Das Bundesverwaltungsgericht beschließt durch die Richterin MMag. Simone BÖCKMANN-WINKLER über die Beschwerden von 1) XXXX , geb. XXXX und 2) XXXX , geb. XXXX , beide StA Ukraine, beide vertreten durch die RAe LANSKY - GANZGER & Partner, gegen die Bescheide des Bundesamtes für Fremdenwesen und Asyl vom 23.06.2020, Zlen. 1) 1253936106-191224391 und 2) 1219074200-191224472 und die Anträge auf Wiedereinsetzung in den vorigen Stand gegen die Versäumung der Frist zur Erhebung einer Beschwerde gegen die Bescheide des Bundesamtes für Fremdenwesen und Asyl vom 23.06.2020:

A)

I. Die Anträge auf Wiedereinsetzung in den vorigen Stand werden als unbegründet abgewiesen.

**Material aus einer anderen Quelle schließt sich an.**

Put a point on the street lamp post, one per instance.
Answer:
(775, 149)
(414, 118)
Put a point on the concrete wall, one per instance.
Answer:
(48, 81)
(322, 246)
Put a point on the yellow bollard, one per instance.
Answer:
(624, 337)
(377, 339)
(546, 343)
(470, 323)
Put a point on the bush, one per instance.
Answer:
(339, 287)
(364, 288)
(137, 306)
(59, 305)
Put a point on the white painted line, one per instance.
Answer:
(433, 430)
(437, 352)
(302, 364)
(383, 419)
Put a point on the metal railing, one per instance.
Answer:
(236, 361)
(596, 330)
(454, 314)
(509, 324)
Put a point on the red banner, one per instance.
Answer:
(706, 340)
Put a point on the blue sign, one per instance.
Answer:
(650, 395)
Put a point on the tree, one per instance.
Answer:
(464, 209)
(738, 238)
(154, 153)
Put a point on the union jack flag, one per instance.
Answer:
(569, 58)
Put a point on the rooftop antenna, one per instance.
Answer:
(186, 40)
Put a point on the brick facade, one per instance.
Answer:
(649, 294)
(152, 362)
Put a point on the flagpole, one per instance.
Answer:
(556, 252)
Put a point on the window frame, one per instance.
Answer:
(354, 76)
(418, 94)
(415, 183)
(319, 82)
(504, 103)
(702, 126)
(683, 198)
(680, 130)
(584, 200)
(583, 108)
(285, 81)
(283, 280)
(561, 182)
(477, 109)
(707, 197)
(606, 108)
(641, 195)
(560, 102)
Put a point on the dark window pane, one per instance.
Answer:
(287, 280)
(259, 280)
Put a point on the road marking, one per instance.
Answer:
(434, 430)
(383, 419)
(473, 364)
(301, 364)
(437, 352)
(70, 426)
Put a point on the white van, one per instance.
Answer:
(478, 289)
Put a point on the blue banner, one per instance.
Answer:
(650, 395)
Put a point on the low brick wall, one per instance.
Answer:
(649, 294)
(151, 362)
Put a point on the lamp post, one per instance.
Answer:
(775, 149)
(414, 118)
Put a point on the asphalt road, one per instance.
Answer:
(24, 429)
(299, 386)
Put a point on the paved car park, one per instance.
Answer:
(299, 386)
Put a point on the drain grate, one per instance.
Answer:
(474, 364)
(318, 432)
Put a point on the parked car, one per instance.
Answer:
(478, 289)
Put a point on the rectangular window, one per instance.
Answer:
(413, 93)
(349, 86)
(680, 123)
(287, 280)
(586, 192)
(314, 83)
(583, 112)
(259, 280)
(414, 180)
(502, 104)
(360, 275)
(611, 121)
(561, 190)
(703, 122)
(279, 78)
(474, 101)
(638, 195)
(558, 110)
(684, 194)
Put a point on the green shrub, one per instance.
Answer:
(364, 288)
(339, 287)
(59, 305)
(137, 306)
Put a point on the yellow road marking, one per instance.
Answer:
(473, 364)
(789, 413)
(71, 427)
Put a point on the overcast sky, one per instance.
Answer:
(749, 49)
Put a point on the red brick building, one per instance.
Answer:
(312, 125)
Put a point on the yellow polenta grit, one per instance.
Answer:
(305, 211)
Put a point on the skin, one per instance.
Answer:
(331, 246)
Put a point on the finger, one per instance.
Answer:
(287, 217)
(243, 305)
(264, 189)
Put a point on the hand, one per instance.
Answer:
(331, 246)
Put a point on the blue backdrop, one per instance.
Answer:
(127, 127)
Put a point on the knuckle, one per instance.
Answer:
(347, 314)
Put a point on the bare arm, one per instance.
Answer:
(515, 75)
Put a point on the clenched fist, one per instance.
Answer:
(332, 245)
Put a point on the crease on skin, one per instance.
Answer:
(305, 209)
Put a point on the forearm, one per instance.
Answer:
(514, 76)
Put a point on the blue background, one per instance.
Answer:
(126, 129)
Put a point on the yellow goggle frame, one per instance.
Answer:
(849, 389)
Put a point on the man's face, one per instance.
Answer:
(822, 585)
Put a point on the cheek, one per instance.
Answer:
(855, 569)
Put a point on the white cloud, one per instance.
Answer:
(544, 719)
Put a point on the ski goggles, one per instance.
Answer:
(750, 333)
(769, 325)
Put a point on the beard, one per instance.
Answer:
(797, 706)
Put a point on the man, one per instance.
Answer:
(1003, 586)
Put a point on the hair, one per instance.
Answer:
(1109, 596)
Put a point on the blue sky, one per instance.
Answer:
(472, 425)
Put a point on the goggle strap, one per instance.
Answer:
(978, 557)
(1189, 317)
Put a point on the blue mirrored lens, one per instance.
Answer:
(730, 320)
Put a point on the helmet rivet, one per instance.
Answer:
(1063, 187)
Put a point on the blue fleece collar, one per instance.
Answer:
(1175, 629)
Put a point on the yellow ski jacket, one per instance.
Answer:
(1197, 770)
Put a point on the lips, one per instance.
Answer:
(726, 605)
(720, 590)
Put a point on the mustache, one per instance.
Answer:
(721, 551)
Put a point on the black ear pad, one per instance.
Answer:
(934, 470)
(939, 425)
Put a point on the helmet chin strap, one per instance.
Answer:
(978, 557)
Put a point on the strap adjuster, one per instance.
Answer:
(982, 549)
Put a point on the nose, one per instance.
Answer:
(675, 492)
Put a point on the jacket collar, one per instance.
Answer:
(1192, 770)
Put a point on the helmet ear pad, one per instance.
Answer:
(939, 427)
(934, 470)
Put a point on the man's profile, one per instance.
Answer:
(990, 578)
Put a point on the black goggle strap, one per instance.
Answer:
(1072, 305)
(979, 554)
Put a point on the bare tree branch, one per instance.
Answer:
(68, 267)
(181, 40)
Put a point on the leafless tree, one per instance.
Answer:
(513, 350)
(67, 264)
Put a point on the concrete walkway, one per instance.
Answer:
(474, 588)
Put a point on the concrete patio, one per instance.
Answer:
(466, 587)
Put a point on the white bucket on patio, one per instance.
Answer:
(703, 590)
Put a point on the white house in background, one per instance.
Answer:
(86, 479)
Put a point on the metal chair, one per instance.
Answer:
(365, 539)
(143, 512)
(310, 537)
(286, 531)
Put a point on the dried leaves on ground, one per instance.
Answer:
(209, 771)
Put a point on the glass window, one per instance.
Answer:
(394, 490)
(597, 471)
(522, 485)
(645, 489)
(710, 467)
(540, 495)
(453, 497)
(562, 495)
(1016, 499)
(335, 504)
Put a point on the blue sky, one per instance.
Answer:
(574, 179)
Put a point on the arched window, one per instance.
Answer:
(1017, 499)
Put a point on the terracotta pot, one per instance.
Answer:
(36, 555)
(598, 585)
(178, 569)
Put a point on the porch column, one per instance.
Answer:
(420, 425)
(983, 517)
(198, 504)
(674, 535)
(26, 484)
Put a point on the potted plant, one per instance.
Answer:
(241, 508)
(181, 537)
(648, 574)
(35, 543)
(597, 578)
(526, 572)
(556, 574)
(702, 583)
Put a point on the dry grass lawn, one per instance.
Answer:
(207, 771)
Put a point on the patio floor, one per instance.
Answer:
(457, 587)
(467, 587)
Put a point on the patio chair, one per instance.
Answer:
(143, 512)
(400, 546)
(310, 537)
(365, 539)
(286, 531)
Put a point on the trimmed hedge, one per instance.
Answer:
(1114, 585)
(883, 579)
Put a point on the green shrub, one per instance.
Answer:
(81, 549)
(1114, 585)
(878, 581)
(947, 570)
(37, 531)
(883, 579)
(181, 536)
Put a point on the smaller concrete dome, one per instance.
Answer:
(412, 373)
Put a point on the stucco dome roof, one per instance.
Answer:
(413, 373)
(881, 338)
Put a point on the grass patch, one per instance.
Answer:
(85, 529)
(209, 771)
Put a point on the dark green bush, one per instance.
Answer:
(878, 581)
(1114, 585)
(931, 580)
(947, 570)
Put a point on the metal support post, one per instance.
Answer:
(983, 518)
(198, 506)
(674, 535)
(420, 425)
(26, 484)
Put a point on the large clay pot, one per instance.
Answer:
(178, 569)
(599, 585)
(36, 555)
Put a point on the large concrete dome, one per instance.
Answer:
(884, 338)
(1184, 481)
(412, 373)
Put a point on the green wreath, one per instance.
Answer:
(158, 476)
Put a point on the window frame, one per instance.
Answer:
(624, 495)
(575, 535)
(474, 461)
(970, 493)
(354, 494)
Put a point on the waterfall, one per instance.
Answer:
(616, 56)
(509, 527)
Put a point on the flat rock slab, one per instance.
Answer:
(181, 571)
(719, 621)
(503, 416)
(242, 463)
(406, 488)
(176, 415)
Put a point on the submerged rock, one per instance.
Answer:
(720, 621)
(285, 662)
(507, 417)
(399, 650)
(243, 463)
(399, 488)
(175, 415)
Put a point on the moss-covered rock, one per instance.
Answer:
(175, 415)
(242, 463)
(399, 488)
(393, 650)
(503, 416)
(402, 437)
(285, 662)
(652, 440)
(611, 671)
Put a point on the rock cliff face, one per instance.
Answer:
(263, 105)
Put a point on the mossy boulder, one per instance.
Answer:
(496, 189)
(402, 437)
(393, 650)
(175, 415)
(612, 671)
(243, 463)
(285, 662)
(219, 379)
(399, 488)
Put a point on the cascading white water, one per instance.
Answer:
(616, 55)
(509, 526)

II. Die Beschwerden werden als verspätet zurückgewiesen.

B)

Die Revision ist gemäß Art. 133 Abs. 4 B-VG nicht zulässig.


Text


Begründung:

I. Verfahrensgang:

1. Die Erstbeschwerdeführerin ist die Mutter der Zweitbeschwerdeführerin. Die ukrainischen Staatsangehörigen reisten legal am 10.11.2019 mit einem Flugzeug von der Ukraine in das Bundesgebiet ein und stellten am 29.11.2019 Anträge auf internationalen Schutz.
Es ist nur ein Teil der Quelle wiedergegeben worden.